2Quelquefois ces attractions s’additionnent, d’autres fois, elles se contrarient. Quand le soleil et la lune sont alignées avec la Terre, soit du même côté de la Terre (nouvelle lune), soit de part et d’autre de la Terre (pleine lune), les effets s’additionnent, on est en »vives-eaux » ou »grande marée ». Quand, au contraire, le soleil, la lune et la Terre ne sont pas alignés (premier ou dernier croissant), les marées sont de faible amplitude, on est en »mortes eaux ». L’alternance est rapide, avec schématiquement une semaine en grande marée et une semaine en mortes eaux. En général, il y a une alternance d’une grande marée à fort coefficient, et d’une grande marée à coefficient un peu plus faible, et de la même manière, il y a une alternance entre une »mortes-eaux » à coefficient très faible et une »mortes-eaux » moins marquée.
C’est un deuxième niveau de variation : il y a deux »vives-eaux » par mois, et deux »mortes-eaux » par mois, mais d’importance inégale.
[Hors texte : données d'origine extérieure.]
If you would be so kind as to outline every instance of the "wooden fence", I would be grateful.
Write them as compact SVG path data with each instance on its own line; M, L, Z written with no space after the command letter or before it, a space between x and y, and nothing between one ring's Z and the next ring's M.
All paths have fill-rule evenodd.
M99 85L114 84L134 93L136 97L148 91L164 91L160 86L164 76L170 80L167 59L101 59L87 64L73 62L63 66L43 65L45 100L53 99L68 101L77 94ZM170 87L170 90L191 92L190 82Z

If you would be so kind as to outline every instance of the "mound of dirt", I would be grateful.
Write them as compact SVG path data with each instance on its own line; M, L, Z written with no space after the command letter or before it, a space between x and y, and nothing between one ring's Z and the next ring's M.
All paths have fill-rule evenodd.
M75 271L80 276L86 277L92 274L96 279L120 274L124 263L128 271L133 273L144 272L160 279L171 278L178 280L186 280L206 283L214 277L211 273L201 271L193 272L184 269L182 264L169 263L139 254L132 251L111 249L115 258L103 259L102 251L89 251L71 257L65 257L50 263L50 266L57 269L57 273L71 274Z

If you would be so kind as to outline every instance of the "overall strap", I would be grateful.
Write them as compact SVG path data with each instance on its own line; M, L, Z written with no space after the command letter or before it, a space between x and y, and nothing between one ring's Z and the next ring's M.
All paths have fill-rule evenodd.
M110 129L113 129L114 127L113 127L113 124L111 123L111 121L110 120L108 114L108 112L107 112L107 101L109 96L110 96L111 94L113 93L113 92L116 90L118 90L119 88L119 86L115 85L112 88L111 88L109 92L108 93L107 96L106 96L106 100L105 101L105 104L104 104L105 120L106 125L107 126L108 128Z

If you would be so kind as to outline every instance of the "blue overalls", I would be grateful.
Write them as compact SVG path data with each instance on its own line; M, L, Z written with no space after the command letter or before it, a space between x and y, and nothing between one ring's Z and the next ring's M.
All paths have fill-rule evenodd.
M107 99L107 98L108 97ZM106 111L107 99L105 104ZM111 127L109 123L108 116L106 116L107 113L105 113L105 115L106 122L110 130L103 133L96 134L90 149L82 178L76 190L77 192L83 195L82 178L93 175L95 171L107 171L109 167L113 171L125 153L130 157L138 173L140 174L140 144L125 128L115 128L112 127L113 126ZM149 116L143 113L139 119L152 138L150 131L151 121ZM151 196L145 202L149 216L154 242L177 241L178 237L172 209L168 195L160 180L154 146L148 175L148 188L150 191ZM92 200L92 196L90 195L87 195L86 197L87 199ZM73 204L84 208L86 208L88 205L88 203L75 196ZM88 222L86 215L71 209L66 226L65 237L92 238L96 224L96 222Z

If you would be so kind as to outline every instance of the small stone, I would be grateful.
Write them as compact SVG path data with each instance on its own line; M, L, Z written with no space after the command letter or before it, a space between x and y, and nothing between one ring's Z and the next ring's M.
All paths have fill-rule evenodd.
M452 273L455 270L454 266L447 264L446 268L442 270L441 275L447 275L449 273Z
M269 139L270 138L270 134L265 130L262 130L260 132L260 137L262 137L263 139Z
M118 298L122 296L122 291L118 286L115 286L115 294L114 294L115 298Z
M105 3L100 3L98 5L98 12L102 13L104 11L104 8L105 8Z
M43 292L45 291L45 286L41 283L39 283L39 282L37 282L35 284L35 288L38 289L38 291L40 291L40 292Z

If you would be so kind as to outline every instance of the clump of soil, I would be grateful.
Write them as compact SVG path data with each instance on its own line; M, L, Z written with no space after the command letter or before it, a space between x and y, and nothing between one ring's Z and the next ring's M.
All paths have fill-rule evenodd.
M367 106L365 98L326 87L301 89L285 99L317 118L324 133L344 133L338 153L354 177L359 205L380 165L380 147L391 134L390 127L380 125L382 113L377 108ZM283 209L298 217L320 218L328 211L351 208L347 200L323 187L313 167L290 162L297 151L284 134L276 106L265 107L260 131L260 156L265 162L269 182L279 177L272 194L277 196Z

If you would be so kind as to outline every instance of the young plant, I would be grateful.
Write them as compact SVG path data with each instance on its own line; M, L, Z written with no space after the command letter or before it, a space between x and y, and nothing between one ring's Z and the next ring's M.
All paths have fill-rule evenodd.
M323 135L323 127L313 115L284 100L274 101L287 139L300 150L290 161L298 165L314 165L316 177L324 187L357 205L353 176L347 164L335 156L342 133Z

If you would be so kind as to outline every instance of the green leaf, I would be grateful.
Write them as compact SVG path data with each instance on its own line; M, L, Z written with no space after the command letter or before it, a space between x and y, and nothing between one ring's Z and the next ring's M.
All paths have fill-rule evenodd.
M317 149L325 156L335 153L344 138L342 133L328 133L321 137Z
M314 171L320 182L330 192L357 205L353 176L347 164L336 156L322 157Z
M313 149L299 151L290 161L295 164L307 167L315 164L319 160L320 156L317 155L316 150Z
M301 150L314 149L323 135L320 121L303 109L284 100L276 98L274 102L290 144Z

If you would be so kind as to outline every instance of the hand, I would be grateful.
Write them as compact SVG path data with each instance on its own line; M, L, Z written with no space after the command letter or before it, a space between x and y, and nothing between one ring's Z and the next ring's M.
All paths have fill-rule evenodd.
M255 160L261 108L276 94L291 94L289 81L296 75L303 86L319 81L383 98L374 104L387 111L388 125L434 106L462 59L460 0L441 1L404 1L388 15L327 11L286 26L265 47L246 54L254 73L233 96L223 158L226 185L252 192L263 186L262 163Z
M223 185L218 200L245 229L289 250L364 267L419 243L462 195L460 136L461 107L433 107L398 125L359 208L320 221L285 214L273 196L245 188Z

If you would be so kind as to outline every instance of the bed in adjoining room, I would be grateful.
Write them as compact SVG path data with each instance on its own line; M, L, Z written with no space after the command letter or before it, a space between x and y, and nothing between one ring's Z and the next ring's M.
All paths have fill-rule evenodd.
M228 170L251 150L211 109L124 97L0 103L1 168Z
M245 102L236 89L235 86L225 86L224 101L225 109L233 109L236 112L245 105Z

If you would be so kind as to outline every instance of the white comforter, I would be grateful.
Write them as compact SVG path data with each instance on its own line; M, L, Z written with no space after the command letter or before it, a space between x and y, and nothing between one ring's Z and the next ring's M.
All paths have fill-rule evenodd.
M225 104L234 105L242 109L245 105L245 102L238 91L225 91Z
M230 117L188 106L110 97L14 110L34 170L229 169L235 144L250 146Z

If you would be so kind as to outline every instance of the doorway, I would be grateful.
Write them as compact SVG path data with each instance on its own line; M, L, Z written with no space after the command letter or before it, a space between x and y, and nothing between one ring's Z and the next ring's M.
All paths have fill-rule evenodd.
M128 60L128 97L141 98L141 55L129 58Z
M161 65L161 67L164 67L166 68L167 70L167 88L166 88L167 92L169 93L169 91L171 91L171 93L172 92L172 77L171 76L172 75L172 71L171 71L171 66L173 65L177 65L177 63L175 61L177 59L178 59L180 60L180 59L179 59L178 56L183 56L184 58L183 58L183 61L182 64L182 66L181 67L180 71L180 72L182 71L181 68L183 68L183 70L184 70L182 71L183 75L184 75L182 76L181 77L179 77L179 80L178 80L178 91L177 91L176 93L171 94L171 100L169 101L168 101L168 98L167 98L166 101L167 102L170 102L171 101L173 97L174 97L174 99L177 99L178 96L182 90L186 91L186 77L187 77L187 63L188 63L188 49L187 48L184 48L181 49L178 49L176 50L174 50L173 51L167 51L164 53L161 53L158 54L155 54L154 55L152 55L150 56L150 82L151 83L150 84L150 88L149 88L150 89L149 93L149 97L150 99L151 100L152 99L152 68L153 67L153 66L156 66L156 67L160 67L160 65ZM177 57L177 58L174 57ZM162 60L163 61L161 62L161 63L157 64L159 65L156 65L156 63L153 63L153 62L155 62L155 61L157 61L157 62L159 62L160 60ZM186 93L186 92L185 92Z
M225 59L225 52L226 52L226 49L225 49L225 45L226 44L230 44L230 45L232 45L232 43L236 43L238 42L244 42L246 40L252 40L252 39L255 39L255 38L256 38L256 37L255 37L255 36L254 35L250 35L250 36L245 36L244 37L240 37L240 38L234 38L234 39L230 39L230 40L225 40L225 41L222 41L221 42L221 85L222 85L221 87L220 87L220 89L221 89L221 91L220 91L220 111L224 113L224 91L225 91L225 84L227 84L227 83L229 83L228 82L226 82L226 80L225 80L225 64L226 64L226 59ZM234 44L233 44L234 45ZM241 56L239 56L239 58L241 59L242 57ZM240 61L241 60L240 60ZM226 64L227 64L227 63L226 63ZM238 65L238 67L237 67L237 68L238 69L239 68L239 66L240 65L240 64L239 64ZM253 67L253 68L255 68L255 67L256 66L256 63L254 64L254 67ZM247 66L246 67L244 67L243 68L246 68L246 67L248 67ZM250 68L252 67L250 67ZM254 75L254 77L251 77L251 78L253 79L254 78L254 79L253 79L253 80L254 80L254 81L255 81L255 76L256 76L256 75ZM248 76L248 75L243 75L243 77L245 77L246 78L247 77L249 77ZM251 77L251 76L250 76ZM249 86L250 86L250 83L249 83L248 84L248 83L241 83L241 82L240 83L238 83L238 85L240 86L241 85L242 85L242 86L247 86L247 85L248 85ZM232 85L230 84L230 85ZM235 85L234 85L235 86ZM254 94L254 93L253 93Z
Les marées d’équinoxe sont réputées pour être de grandes marées, les marées des solstices étant au contraire de faible amplitude. Ce n’est pas tout à fait vrai, les amplitudes moyennes sont les mêmes, mais si aux environs des équinoxes, les marées peuvent être très importantes, elles peuvent aussi être très faibles ; au contraire, aux environs des solstices, et c’est celui de juin qui nous intéresse, il n’y a généralement pas de très grande marée, mais pas non plus de vraies »mortes-eaux ».
C’est le troisième niveau de variation, l’amplitude de la variation des coefficients varie dans l’année, elle est maximale à proximité d’un équinoxe et plus faible aux environs d’un solstice.
3 La température n’est pas un intrant en soi, elle n’apporte rien, mais les réactions chimiques et biologiques se font, dans certaines limites bien sûr, d’autant plus vite que la température est plus élevée. La zone de température optimale pour les ulves se situe entre 15°C et 25°C.